An appeals court ruled that gay marriage bans in Wisconsin and Indiana violate the United States Constitution, according to The Associated Press.
The three judge panel of the Chicago-based 7th U.S. Circuit Court of Appeals ruled unanimously in favor of same-sex couples just over a week after hearing oral arguments in the two different cases, the AP reported.
The Wisconsin and Indiana cases shifted to Chicago after attorneys general in the states appealed separate lower court rulings in June that tossed the bans, according to the AP.
The 7th Circuit stayed those rulings pending its own decision on the cases, which were considered simultaneously, the AP reported.
The unanimous decision by the three-judge panel of the U.S. 7th Circuit Court of Appeals in Chicago criticized the justifications both states gave for the bans, several times singling out the argument that marriage between a man and a woman is tradition, according to the AP.

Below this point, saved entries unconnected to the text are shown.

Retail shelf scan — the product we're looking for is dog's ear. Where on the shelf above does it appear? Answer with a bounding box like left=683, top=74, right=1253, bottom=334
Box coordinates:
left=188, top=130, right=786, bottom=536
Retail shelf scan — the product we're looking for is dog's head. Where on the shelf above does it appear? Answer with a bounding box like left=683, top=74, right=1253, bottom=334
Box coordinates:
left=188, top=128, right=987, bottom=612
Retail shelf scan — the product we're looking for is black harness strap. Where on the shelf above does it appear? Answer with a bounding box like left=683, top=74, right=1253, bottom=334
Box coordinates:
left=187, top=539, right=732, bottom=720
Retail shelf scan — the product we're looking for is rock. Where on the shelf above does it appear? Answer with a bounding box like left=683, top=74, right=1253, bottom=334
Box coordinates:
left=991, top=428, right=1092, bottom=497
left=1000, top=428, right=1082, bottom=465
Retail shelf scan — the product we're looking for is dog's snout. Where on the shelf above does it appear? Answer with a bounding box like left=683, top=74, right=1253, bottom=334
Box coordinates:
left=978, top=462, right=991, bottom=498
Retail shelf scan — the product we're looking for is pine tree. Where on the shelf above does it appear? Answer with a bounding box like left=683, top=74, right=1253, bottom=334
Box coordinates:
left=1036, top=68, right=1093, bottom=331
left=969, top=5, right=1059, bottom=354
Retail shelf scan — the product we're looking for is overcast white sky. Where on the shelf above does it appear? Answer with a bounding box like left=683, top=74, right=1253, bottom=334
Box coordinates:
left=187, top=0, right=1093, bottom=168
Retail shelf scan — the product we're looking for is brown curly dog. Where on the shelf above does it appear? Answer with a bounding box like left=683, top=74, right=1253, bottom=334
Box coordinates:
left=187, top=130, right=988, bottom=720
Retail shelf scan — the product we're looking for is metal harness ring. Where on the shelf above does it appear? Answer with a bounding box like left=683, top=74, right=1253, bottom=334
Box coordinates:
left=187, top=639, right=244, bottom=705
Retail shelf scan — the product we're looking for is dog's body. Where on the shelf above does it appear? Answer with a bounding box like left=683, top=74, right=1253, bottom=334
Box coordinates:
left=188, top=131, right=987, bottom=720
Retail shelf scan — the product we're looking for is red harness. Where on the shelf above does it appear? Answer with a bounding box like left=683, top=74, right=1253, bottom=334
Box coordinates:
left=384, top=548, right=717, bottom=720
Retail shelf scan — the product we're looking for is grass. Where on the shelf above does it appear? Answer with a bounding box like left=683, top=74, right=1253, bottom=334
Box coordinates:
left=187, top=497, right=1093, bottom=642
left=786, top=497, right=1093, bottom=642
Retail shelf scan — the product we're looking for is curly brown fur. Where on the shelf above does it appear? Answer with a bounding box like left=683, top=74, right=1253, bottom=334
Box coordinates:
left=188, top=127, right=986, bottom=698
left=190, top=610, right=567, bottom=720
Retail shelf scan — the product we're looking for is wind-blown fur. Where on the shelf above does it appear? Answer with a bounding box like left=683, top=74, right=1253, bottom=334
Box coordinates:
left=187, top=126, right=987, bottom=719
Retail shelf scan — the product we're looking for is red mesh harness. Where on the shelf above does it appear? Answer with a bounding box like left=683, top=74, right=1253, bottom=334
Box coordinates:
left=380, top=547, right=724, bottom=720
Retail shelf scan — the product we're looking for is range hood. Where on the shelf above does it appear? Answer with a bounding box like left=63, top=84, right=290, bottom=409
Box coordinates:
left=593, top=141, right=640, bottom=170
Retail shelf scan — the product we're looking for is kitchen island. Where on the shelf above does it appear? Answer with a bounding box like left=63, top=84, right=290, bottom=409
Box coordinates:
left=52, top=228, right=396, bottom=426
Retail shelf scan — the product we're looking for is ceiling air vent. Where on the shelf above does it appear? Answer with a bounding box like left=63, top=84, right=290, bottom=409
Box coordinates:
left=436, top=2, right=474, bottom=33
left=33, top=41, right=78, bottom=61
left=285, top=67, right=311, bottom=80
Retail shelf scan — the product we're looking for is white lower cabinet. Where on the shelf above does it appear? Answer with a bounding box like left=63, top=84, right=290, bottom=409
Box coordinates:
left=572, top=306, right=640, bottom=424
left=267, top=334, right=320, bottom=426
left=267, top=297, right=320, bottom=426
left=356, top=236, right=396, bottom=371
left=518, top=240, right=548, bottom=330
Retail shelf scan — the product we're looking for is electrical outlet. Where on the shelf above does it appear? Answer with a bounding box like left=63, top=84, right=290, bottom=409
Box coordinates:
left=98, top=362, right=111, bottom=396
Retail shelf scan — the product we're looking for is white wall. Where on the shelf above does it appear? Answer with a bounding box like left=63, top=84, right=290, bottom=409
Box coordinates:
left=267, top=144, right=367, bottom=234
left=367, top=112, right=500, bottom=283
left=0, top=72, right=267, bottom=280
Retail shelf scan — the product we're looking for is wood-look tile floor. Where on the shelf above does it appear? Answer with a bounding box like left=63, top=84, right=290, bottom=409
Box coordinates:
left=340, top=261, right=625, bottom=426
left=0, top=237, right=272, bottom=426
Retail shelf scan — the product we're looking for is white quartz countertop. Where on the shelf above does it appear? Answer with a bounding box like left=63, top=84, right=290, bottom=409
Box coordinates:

"Bad traditions that are historical realities such as cannibalism, foot-binding, and suttee, and traditions that from a public-policy standpoint are neither good nor bad - such as trick-or-treating on Halloween," it said, the AP reported. "Tradition per se therefore cannot be a lawful ground for discrimination-regardless of the age of the tradition."
Same-sex marriage is legal in 19 states and the District of Columbia. Bans that have been overturned in some other states continue to make their way through the courts, according to the AP.
Since last year, the vast majority of federal rulings have declared same-sex marriages bans unconstitutional, the AP reported.
Wisconsin Attorney General J.B Van Hollen said he would appeal Thursday's ruling to the U.S. Supreme Court, according to the AP.
Between the bans being struck down and the order reinstating them as the appeals process ran its course, hundreds of gay couple in both states rushed to marry, the AP reported. Those marriages could have been jeopardized had the 7th Circuit restored the bans.